Enfin je terminerai par la critique exprimé, à cette époque dans “ l’Art contemporain “ :

“ La belle statue rapporte, cette Revue, qui a, tout à coup mis en lumière, le nom du jeune sculpteur Suchetet, hier encore sur les bancs de l’Ecole, rappelle une antique et touchante légende que le poète Ovide a illustrée dans ses métamorphoses.

Le 18ème siècle, s’intéressa aux malheurs de cette jeune fille qui, possédée d’une passion criminelle pour son frère, se pendit de désespoir et fut changée en fontaine.

Dans sa statue exposée au Salon, Monsieur Suchetet a eu garde de ne rien changer au charme primitif de la légende. Il a représenté “ Biblis “ couchée sur le côté, les bras étendus en avant, les mains réunis dans un mouvement d’inconsolable douleur. De ces yeyx à demi-clos, coulent d’abondantes larmes. Son corps à une suavité, une fleur de jeunesse d’une inexprimable délicatesse et le jeune sculpteur a su exprimer avec tant d’Art la douceur de l’épiderme féminin, il a modelé d’une façon si savante, la chair aimable de cette vierge désespérée que plusieurs critiques, se refusant à croire qu’un débutant ait pu montrer tant d’adresse, lui ont reproché d’avoir moulé, sur nature, plusieurs morceaux de son œuvre .

C’est là une accusation toute gratuite et qui ne témoigne pas selon nous, d’un examen bien sérieux. La statue de Mr Suchetet qui est d’ailleurs plus grande que nature, ne porte nulle part la trace de moulage. L’artiste aura, au surplus, l’occasion de prouver à ses détracteurs combien ils se sont trompés, en exécutant sa Biblis en marbre, pour Mr de Rothschild qui a eu la chance d’acquérir le modèle plâtre de cette œuvre dont le succès éclatant a valu du premier coup, à son auteur le prix du Salon, c’est à dire une des plus hautes récompenses officielles qui se puissent obtenir “.

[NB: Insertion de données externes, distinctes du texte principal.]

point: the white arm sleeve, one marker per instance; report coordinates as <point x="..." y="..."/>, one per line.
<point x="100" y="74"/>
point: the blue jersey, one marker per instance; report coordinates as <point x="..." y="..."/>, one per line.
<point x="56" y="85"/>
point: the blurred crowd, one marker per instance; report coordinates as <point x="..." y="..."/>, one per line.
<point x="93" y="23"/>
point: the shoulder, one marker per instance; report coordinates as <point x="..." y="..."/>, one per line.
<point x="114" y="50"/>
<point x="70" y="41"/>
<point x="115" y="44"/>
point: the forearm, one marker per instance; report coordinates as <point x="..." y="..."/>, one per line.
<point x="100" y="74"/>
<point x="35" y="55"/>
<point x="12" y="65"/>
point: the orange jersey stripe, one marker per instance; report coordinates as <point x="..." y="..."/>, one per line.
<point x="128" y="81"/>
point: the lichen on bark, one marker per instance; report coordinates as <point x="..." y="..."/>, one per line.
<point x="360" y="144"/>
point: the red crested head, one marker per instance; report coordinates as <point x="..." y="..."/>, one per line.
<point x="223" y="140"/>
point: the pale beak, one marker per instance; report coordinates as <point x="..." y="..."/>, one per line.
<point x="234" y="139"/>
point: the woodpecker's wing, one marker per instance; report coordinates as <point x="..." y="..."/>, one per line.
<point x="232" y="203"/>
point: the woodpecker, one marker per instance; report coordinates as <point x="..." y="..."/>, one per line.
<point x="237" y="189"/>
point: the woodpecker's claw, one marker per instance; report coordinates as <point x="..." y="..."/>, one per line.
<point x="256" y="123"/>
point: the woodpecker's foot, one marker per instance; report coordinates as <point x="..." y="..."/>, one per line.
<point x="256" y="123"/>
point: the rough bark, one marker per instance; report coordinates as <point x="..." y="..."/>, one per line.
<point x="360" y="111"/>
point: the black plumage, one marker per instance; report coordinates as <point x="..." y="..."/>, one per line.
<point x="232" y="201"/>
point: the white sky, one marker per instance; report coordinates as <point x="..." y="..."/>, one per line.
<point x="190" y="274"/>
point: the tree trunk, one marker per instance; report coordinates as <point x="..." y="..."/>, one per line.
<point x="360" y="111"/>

Je n’ai aucun commentaire à ajouter à cette page, sinon l’opinion de Suchetet lui-même au sujet de ses détracteurs.

“ Ces gens là sont des ignares “, me disait-il “ et ils n’ont aucune idée de ce que peut être un moulage sur nature. Qu’ils aillent donc à l’école. Et, dans un rire de bon aloi “, il ajoutait : “ ils auront tout de même réussi à prouver quelque chose, c’est qu’ils rendirent un hommage éclatant à “ l’adresse de mes 25 ans “ . (N’est-ce pas là leur propre expression) ; je n’ai donc pas perdu pour autant “.

Au cours du Salon, trois acquéreurs de cette œuvre se présentèrent : l’Etat, la Ville de Paris et le Baron de Rothschild.

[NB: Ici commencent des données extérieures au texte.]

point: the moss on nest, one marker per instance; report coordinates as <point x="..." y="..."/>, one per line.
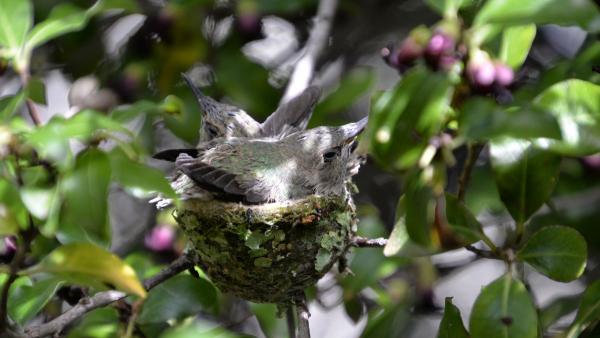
<point x="270" y="252"/>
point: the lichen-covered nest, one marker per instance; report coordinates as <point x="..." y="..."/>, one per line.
<point x="269" y="252"/>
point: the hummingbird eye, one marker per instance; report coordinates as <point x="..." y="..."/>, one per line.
<point x="212" y="130"/>
<point x="330" y="155"/>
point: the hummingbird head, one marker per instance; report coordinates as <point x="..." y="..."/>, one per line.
<point x="220" y="119"/>
<point x="232" y="122"/>
<point x="331" y="150"/>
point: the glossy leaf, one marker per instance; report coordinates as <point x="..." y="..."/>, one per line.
<point x="177" y="298"/>
<point x="525" y="176"/>
<point x="417" y="106"/>
<point x="38" y="201"/>
<point x="15" y="20"/>
<point x="451" y="325"/>
<point x="137" y="176"/>
<point x="91" y="265"/>
<point x="351" y="87"/>
<point x="391" y="322"/>
<point x="448" y="7"/>
<point x="84" y="216"/>
<point x="482" y="119"/>
<point x="64" y="18"/>
<point x="454" y="227"/>
<point x="9" y="105"/>
<point x="558" y="252"/>
<point x="560" y="12"/>
<point x="13" y="214"/>
<point x="27" y="300"/>
<point x="516" y="42"/>
<point x="504" y="309"/>
<point x="589" y="310"/>
<point x="199" y="330"/>
<point x="36" y="90"/>
<point x="576" y="107"/>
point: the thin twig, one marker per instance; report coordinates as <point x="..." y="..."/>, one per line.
<point x="362" y="242"/>
<point x="473" y="151"/>
<point x="483" y="253"/>
<point x="33" y="112"/>
<point x="104" y="298"/>
<point x="317" y="41"/>
<point x="302" y="316"/>
<point x="290" y="320"/>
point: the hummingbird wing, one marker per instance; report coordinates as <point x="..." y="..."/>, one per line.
<point x="227" y="185"/>
<point x="293" y="115"/>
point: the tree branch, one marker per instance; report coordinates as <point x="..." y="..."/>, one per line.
<point x="473" y="151"/>
<point x="105" y="298"/>
<point x="317" y="41"/>
<point x="362" y="242"/>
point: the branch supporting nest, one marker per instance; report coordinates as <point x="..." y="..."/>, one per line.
<point x="104" y="298"/>
<point x="317" y="41"/>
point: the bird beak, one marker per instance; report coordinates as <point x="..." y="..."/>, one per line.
<point x="352" y="130"/>
<point x="197" y="92"/>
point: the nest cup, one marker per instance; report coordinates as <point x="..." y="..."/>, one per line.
<point x="269" y="252"/>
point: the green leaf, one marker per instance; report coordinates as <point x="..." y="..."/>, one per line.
<point x="589" y="310"/>
<point x="84" y="263"/>
<point x="576" y="107"/>
<point x="451" y="325"/>
<point x="557" y="309"/>
<point x="38" y="200"/>
<point x="177" y="298"/>
<point x="27" y="300"/>
<point x="558" y="252"/>
<point x="391" y="322"/>
<point x="504" y="309"/>
<point x="516" y="42"/>
<point x="15" y="20"/>
<point x="525" y="176"/>
<point x="137" y="176"/>
<point x="10" y="104"/>
<point x="63" y="19"/>
<point x="351" y="87"/>
<point x="417" y="106"/>
<point x="84" y="215"/>
<point x="13" y="214"/>
<point x="481" y="119"/>
<point x="465" y="228"/>
<point x="199" y="330"/>
<point x="560" y="12"/>
<point x="99" y="323"/>
<point x="36" y="90"/>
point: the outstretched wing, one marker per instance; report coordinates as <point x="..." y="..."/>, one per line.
<point x="226" y="185"/>
<point x="293" y="115"/>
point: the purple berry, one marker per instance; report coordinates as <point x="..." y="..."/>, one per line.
<point x="160" y="238"/>
<point x="481" y="74"/>
<point x="504" y="74"/>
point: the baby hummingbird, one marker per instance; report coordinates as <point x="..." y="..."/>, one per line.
<point x="260" y="170"/>
<point x="224" y="120"/>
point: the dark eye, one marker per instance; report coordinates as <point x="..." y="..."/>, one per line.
<point x="353" y="146"/>
<point x="212" y="130"/>
<point x="330" y="155"/>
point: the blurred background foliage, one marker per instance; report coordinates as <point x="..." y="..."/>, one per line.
<point x="90" y="89"/>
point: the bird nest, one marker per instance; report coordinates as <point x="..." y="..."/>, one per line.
<point x="269" y="252"/>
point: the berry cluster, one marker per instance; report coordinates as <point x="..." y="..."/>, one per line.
<point x="442" y="50"/>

L’Etat offrait 8000 F pour le modèle et le marbre avec abandon des droits d’auteur. La Ville de Paris, 18.000F avec abandon également des droits d’auteur et le Baron de Rothschild, 12.000 F, en autorisant l’auteur de faire une seule copie pour l’Etat ou bien une copie pour lui-même et l’original pour l’Etat.

Suchetet ne parvint pas à s’entendre avec Mr Turquet, le représentant de l’Etat, en raison du prix dérisoire qu’on offrait et des conditions draconiennes qu’on lui imposait.

Quant à la Ville de Paris, dont la proposition était plus importante, elle n’insista pas devant une nouvelle offre et définitive de 21.000F faite par Mr G. de Rothschild.

Et c’est ainsi que le marbre de Biblis changée en Sources, Prix du Salon de 1880, entra dans la Maison de Rothschild.